Simplest way to create an array from an associative array which its contains keys and values?
Craig Dillabaugh
cdillaba at cg.scs.carleton.ca
Tue Jan 7 13:21:19 PST 2014
On Tuesday, 7 January 2014 at 20:52:40 UTC, H. S. Teoh wrote:
> On Tue, Jan 07, 2014 at 08:38:10PM +0000, Craig Dillabaugh
> wrote:
> [...]
>> As someone with little experience with functional programming,
>> I am
>> just curious - having browsed through the thread - if the
>> various
>> solutions proposed here would really be considered more
>> 'idiomatic'
>> D. Or if they were posted because the OP asked about avoiding
>> the
>> foreach() loop.
>>
>> In other words while:
>>
>> auto range = aa.byKey.map!(a => chain(a.only, aa[a].only));
>> string[] array = range.join;
>>
>> Saves a few lines of code, and looks cooler, it seems that the
>> trivial foreach loop version is very easy:
>>
>> string[] array;
>>
>> foreach (key, value; aa) {
>> array ~= key;
>> array ~= value;
>> }
> [...]
>
> Even better, encapsulate this in a function:
>
> CommonType!(K,V)[] aaToArray(K,V)(V[K] aa)

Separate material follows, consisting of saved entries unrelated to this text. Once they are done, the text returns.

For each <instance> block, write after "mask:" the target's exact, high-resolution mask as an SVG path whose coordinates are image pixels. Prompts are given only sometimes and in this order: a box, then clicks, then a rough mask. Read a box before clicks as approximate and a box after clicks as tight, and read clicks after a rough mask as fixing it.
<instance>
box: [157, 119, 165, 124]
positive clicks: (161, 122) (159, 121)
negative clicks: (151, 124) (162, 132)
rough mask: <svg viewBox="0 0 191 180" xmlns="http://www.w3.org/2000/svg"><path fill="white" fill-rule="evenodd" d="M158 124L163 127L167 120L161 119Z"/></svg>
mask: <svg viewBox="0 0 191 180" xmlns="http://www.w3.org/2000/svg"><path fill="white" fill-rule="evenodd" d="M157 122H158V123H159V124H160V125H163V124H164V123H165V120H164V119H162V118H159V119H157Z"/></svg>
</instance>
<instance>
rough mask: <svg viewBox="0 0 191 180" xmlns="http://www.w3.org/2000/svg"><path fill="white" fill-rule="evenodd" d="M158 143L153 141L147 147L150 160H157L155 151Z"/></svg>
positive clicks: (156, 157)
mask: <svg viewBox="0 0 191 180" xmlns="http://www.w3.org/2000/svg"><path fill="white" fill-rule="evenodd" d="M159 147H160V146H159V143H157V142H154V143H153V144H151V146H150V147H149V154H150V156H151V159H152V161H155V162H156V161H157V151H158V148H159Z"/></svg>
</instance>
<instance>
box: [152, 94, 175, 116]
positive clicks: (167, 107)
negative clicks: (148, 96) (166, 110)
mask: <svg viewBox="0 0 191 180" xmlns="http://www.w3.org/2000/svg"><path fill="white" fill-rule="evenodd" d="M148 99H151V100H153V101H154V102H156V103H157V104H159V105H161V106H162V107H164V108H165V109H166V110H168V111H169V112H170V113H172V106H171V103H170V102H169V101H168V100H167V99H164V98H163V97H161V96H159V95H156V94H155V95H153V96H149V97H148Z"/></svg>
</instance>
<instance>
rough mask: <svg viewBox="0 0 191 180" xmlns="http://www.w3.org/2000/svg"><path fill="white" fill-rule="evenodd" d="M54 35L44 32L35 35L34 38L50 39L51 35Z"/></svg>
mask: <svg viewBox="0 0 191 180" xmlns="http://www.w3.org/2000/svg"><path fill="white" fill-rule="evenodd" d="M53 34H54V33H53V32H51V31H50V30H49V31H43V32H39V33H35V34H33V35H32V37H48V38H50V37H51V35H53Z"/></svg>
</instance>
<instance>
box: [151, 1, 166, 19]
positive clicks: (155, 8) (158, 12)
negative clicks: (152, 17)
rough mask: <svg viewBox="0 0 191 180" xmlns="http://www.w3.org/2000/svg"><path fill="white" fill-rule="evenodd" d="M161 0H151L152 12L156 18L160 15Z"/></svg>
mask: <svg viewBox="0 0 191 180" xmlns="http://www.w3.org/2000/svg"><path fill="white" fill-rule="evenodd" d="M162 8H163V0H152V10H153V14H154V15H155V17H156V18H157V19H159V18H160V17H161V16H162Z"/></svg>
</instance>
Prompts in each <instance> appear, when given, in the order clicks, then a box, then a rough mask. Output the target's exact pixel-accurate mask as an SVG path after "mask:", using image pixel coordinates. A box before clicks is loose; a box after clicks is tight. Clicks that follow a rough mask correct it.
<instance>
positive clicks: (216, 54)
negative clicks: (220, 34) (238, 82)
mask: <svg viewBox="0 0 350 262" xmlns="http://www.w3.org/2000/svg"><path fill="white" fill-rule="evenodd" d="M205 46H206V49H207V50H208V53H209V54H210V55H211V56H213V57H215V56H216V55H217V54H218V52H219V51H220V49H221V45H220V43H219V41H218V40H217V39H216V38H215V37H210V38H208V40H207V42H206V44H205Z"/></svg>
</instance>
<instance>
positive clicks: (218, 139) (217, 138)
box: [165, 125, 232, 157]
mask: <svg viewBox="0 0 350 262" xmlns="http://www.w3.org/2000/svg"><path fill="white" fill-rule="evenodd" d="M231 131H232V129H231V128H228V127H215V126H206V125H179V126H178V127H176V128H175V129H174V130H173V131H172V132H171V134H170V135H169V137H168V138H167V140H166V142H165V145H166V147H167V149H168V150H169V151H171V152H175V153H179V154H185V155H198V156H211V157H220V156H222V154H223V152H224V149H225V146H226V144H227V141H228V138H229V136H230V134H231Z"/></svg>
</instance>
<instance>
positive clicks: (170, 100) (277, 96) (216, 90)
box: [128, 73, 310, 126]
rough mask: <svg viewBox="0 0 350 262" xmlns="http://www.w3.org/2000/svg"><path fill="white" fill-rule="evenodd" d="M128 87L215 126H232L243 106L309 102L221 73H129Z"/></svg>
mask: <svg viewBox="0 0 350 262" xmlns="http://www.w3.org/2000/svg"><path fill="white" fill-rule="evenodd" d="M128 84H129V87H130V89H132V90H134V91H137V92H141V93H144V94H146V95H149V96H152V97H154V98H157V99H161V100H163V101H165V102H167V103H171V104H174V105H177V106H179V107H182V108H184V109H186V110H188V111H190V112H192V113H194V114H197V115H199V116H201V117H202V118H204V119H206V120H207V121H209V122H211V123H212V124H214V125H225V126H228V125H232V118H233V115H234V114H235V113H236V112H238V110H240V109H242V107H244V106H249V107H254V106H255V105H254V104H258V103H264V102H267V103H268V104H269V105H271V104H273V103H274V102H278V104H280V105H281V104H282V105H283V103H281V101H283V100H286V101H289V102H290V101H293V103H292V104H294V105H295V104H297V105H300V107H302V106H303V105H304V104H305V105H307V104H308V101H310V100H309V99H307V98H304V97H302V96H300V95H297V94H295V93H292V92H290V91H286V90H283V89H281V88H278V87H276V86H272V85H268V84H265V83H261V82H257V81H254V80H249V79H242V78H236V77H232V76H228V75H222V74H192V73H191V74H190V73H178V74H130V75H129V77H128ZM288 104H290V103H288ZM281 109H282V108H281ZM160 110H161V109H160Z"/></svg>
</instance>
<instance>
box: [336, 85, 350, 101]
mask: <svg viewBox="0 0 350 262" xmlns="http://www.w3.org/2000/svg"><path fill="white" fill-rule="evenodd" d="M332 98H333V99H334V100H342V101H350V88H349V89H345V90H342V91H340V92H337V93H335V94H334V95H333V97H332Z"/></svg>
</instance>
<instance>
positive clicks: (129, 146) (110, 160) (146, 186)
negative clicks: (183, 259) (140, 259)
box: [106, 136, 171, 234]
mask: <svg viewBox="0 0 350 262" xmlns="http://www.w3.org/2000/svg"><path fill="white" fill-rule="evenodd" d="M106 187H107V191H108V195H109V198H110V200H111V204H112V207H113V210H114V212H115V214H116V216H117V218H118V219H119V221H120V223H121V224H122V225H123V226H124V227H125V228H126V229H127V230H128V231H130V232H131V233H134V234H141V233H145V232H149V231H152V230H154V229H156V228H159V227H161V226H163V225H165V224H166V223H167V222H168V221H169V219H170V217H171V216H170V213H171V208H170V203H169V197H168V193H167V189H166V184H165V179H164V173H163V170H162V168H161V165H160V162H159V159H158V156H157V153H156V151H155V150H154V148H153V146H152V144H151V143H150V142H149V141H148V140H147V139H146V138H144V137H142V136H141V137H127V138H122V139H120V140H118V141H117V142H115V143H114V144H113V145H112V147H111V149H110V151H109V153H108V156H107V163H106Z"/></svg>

> if (is(CommonType!(V, K)))
> {
> typeof(return) result;
> foreach (key, value; aa) {
> result ~= key;
> result ~= value;
> }
> return result;
> }
>
> Then you can use it in a single line next time:
>
> string[] arr = aaToArray(["a": "aa", "b" : "bb"]);
> int[] arr = aaToArray([1: 2, 3: 4]);
> ... // etc.
>
>
> T
Yes, I would imagine if this was not a 'one off' operation, you
would likely want to create a function. That one looks nice.
I posted my question mainly because D advertises itself as a
'multi-paradigm' language. It seems that a number of the more
experienced posters on here seem to like functional approaches
using the algorithms in std.algorithm.
However, it seems to me sometimes the obvious/simple solution
that avoids using std.algorithm results in more readable code. So
I was curious to know if using std.algorithm functions are
generally considered preferable for simple cases like this, or if
it is simply a matter of taste.
As an aside, the trade-off is even more blatant in C++ where a
simple hand-rolled solution often comes out looking so much nicer
than the STL <algorithm> alternative.